Observo a onça-pintada impressa nesta cédula de cinquenta reais. É linda, perfeita. Bela lembrança do meu Pantanal, uma das regiões de maior densidade da onça-pintada, predadora às voltas da criação do gado. Muitas vezes é caçada pelos fazendeiros como retaliação a seus enérgicos ataques na madrugada.
Sempre houve fascínio pela onça-pintada, símbolo de força e poder. Os maias acreditavam que ela facilitava a comunicação entre vivos e mortos, protegia o reino espiritual. Os astecas cultuavam a pantera como animal totêmico do poderoso deus Tezcatlipoca, que acompanhava os guerreiros vestidos com pele de onça, padrão de manchas fantástico de rosetas amarelas e pretas. Para esses povos, na selva, em meio ao som de tambores, levantava-se o espírito do jaguar, o senhor das montanhas que alimentava suas entranhas do sol negro do crepúsculo e da estrela d’alva. O deus-jaguar, o jaguar-homem, que saltou com garras e olhos de jade sobre o vale americano onde jaz a raça índia.
Há tanto mistério nessa fera robusta, musculosa, atarracada, capaz de rastejar, nadar, escalar. Vem a passos lentos e macios, preparando emboscada, atacando a vítima por cima, por um ponto cego, arrancando com os dentes cérebro, ossos e cascos.
Lembrei-me daquele caso contado por Monteiro Lobato, no livro “Cidades Mortas”, do sertanejo apelidado “Resto de Onça”, um caboclo magro, sem o braço direito, sem um olho, sem um pedaço da cara.
Horripilante e cheio de cicatrizes. O narrador pede a Resto de Onça que conte sua história. Ele a narra numa linguagem atraente, retratando com fidelidade a fala regional. Contou que na fazenda de um tal coronel Eusébio havia uma onça-pintada matreira, que atacava o chiqueiro dos porcos. Prepararam então uma caça ao felino com vários cachorros onceiros, entre eles o Brinquinho. Resto de Onça se afastou dos companheiros e, de repente, sentiu uma patada de unha nas costas. O que o salvou foi a coragem do Brinquinho. Chegou então um outro caçador, o nhô Vadô, sogro de Resto de Onça, que ficou paralisado de medo, sem fazer nada para ajudá-lo. Resto de Onça conseguiu pegar a espingarda e introduzir o cano dentro da boca da onça. Depois, apontou para o lado do sogro e o matou de raiva. Virou resto de onça, caco de gente.
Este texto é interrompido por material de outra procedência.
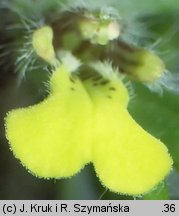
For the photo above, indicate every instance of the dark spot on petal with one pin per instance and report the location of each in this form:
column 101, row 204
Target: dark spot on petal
column 112, row 89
A onça também pode ser parda ou preta. No livro “Martim Cererê”, de Cassiano Ricardo, ponto alto da corrente verdeamarelista, epopeia nacional em que índio, negro e branco tomam posse do território e formam um novo país, a onça preta é figura cosmogônica, parte da gênese mítica do povo brasileiro. É ela que come o sol, símbolo do português; come a arara, o elemento indígena, e traz a noite escura que estava escondida no centro do fruto de tucumã. Para mim, onça verdadeira é jaguaretê, é a onça-pintada do mato de minha terra.
O cuiabano João Sebastião elegeu a onça-pintada como seu ícone preferido. Seus quadros são impactantes. Do chão da floresta brotam onças-pintadas, salpicadas de solidão e silêncio. Onças entalhadas em pedras, moringas, sarcófagos, escapando da boca de vulcões. Alta potência expressiva. Já as onças de Lúcia Martins Coelho Barbosa, de Campo Grande, têm textura nos pelos, olhos de esfinge. E o fotógrafo de Florianópolis, o viajante e andarilho Araquém Alcântara, soube capturar com suas lentes instantâneos do focinho à cauda ereta da onça-pintada à beira de um rio de areias douradas, coalhado de peixes. Arte e onça-pintada combinam muito com elegância, ecologia e dramaticidade.
Concentrei-me novamente. Estava tão longe. Uma pequena compra para a sobrevivência e lá se foi a onça-pintada impressa na minha cédula de cinquenta reais.